In [1]:
import os
import re
import json
from pathlib import Path

import requests
import spotipy
import pandas as pd
from tqdm import tqdm
from dotenv import load_dotenv
from more_itertools import chunked
from requests.exceptions import ReadTimeout
from spotipy.oauth2 import SpotifyClientCredentials, SpotifyOAuth

load_dotenv()

True

# Data Acquistion

This notebook aims to download all the necessary data used for the project. This data acquisition is done in 2 steps: (i) Downloads the billboard data provided on github [kevinschaich/billboard](https://github.com/kevinschaich/billboard); and (ii) for each song on the billboard dataset we extract informations via Spotify API.

In [3]:
RAW_DATA_PATH = Path('data/raw')
INTERIM_DATA_PATH = Path('data/interim')
EXTERNAL_DATA_PATH = Path('data/external')

RAW_DATA_PATH_BILLBOARD = RAW_DATA_PATH / 'billboard'
RAW_DATA_PATH_SPOTIFY = RAW_DATA_PATH / 'spotify'
INTERIM_DATA_BILLBOARD = INTERIM_DATA_PATH / 'billboard'
EXTERNAL_DATA_PATH_SPOTIFY = EXTERNAL_DATA_PATH / 'spotify'
BILLBOARD_TABLE_FILEPATH = INTERIM_DATA_BILLBOARD / "billboard_data.csv"
SONG_IDS_FILEPATH = EXTERNAL_DATA_PATH_SPOTIFY / "song_ids.csv"
SONG_AUDIO_FEATURES_FILEPATH = EXTERNAL_DATA_PATH_SPOTIFY / "song_audiofeatures.csv"

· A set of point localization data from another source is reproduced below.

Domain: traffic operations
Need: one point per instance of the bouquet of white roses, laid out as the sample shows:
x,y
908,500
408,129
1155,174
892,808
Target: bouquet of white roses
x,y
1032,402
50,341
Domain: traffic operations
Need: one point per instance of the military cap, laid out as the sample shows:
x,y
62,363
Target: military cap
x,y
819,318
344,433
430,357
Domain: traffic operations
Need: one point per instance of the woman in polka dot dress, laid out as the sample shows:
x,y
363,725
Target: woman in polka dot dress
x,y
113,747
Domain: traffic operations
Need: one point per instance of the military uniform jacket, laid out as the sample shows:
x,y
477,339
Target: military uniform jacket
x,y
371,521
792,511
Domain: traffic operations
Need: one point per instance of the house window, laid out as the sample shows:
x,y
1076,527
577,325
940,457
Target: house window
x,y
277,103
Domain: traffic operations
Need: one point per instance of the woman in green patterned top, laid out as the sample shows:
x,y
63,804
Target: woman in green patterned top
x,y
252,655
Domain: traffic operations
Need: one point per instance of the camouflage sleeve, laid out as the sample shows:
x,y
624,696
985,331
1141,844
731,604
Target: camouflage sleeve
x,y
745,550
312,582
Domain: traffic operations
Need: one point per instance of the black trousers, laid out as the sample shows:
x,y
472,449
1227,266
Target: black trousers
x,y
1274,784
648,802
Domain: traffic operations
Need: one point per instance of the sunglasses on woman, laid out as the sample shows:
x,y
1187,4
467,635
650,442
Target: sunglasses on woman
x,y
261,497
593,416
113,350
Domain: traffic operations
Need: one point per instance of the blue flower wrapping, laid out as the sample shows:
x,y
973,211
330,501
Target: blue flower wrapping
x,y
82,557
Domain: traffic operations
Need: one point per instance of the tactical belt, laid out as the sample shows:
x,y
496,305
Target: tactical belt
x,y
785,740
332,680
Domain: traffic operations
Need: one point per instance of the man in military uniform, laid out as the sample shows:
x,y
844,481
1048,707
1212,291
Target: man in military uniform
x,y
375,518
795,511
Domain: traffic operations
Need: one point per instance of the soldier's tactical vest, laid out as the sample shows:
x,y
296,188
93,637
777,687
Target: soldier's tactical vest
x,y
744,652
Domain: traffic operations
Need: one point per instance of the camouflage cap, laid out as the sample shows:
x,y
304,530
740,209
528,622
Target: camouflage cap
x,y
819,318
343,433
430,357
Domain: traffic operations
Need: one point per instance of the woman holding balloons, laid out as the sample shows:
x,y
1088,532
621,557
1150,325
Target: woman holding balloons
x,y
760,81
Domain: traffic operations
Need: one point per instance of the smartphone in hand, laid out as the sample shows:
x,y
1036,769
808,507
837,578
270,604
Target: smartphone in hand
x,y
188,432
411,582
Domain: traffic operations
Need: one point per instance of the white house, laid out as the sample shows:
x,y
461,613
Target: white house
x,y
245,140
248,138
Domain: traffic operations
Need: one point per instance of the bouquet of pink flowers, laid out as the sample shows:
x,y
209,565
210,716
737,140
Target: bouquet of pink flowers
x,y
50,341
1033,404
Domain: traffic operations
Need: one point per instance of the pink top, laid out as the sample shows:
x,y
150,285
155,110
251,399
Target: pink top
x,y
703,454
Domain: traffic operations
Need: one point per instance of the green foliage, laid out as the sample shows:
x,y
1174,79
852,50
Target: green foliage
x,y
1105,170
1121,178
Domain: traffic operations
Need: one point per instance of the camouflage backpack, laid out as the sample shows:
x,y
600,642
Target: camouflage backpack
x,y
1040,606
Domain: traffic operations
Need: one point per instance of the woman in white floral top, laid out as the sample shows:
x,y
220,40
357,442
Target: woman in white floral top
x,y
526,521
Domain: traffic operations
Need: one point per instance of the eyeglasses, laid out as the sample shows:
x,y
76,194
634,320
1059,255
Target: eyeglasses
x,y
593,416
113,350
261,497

RAW_DATA_PATH_BILLBOARD.mkdir(exist_ok=True, parents=True)
INTERIM_DATA_BILLBOARD.mkdir(exist_ok=True, parents=True)
RAW_DATA_PATH_SPOTIFY.mkdir(exist_ok=True, parents=True)
EXTERNAL_DATA_PATH_SPOTIFY.mkdir(exist_ok=True, parents=True)

## Billboard Data

This step can be used to download the data provided on [kevinschaich/billboard](https://github.com/kevinschaich/billboard). The data is also tabulated for a better exploration using Tableau.

### Download

In [6]:
BILLBOARD_BASE_DOWNLOAD_URL = "https://raw.githubusercontent.com/kevinschaich/billboard/master/data/years/{}.json"
BILLBOARD_DOWNLOAD_YEARS = list(range(1950, 2015 + 1))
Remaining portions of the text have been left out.